The federal government has provided tens of millions of dollars to a local weapons manufacturer selling arms to Saudi Arabia while failing to ensure weapons exports are not used in the Yemeni civil war. The ABC reported on Wednesday that defence minister Christopher Pyne provided $36 million in government assistance to Electro Optics Systems, a weapons systems manufacturer that has signed a contract to deliver 500 mobile weapons mounting platforms to the Saudi ministry of the interior. The US House of Representatives voted last week to end American military assistance to Saudi Arabia, based on documented human rights abuses by Saudi and United Arab Emirates forces. Australian defence department official Tom Hamilton told Senate estimates on Wednesday that “our assessment process is followed for each and every permit and that includes an assessment of the overriding risk that they’ll be used in human rights abuses”. Greens leader Richard Di Natale replied: “Doesn’t help the four-year-old kid who had their leg blown off.”

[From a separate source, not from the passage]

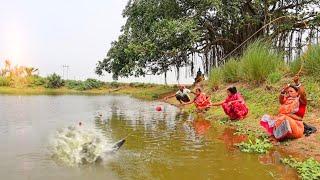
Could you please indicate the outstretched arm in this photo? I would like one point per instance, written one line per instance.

Former race discrimination commissioner Tim Soutphommasane will use a major speech today to accuse the federal government of “seeking to incite hysteria about asylum seekers and border security”. Delivering the John Curtin lecture at Curtin University in Perth later today, Soutphommasane will warn that “we must prepare ourselves for a potential race election”, involving “more naked and blatant appeals to racism and division”. Soutphommasane will hit out at media outlets “seeking to monetise hatred … feeding off the resentments of those in the majority who feel they are losing their position of power and privilege”. Soutphommasane clashed with the government during his tenure as race discrimination commissioner over failed attempts to abolish section 18C of the Racial Discrimination Act.
Outgoing industrial relations minister Kelly O’Dwyer has warned of the polarising effects of social media and “tribal echo chambers” on public debate. In her valedictory speech to parliament on Wednesday, O’Dwyer said she had noticed “a failure to listen to alternative ideas and a decline in genuine policy debate and civil discourse” during her time in office. In his valedictory speech on Tuesday, former treasurer Wayne Swan hit out at the “American race-based dog whistle politics” that has permeated Australian public life, pointing to the 2001 Tampa crisis as the moment when “the politics of fear drowned out domestic political issues”.
And British conspiracy theorist David Icke has been banned from entering the country, torpedoing a planned national speaking tour in March. A Holocaust denier and September 11 “truther”, Icke has gathered a following for his pronouncements that the world is controlled by a secretive organisation of alien, shape-shifting lizards, many of whom are apparently Jewish. The government has cancelled the visas of several high-profile figures in recent years, including three US speakers, the whistleblower Chelsea Manning, racist agitator Gavin McInnes and rape apologist Julien Blanc.